Les tensions se sont encore aggravées avec des accusations croisées de soutien aux groupes armés et aux putschistes, notamment après une tentative de coup d’État au Bénin en décembre 2023. La fermeture des frontières, décidée par la CEDEAO, a porté un coup dur à l’économie des deux pays, transformant un corridor commercial vital en un symbole des divisions régionales.
Le Niger, pays enclavé, dépendait à 80 % du port de Cotonou pour son commerce international. La fermeture prolongée a paralysé les échanges, provoquant des pertes colossales pour les transporteurs et les entreprises des deux côtés. Les communautés frontalières, privées de commerce, ont subi de plein fouet les conséquences de cette crise.
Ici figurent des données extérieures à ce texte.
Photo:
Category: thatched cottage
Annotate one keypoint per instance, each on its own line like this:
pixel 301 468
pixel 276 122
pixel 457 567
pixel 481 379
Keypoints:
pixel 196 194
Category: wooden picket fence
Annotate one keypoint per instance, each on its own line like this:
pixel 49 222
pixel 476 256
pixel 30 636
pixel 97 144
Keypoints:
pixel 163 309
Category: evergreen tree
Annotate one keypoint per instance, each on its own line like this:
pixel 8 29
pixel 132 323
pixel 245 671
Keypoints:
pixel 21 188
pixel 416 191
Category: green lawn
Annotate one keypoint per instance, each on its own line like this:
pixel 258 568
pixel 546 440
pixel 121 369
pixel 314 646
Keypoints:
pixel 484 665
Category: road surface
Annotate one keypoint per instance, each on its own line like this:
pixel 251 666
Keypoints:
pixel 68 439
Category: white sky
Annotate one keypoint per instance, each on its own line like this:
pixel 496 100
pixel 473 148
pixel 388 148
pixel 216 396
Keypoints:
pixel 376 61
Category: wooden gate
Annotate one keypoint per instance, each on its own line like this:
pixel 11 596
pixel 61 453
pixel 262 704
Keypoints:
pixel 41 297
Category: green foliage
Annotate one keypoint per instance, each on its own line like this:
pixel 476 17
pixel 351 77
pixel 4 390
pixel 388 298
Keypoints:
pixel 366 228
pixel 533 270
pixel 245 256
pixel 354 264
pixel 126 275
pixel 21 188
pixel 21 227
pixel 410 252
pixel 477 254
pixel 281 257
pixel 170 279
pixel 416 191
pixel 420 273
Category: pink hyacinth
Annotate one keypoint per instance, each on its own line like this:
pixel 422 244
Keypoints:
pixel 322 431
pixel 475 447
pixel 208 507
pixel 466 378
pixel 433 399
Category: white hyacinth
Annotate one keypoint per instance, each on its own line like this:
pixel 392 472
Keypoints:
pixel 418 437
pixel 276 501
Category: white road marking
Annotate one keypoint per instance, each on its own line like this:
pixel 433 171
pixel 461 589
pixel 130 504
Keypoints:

Un corridor commercial en souffrance : l’impact économique de la crise

Le corridor Niger-Bénin, l’un des plus dynamiques d’Afrique de l’Ouest, a été mis à l’arrêt. Les camions, autrefois innombrables, se sont retrouvés bloqués pendant des semaines, leurs marchandises détériorées et leurs conducteurs sans revenus. Les entrepôts au Bénin, autrefois pleins, se sont vidés, tandis que les importateurs nigériens ont dû se rabattre sur des solutions plus coûteuses, comme le port de Lomé au Togo.
Pour les transporteurs nigériens, la réouverture de la frontière est une question de survie. « Ce corridor est le plus court et le plus rentable pour nos livraisons », rappelle un responsable du secteur, qui souligne les risques accrus liés au détour par le Burkina Faso, régulièrement ciblé par des attaques djihadistes.
La crise a également impacté le secteur pétrolier, avec la suspension des exportations de pétrole nigérien via l’oléoduc reliant les deux pays. Une décision qui a encore affaibli l’économie nigérienne, déjà fragilisée par les sanctions régionales.
Alors que les deux gouvernements finalisent les détails de la réouverture, l’espoir renaît. Le retour de la confiance entre Niamey et Cotonou pourrait non seulement relancer le commerce transfrontalier, mais aussi servir d’exemple pour résoudre d’autres tensions en Afrique de l’Ouest.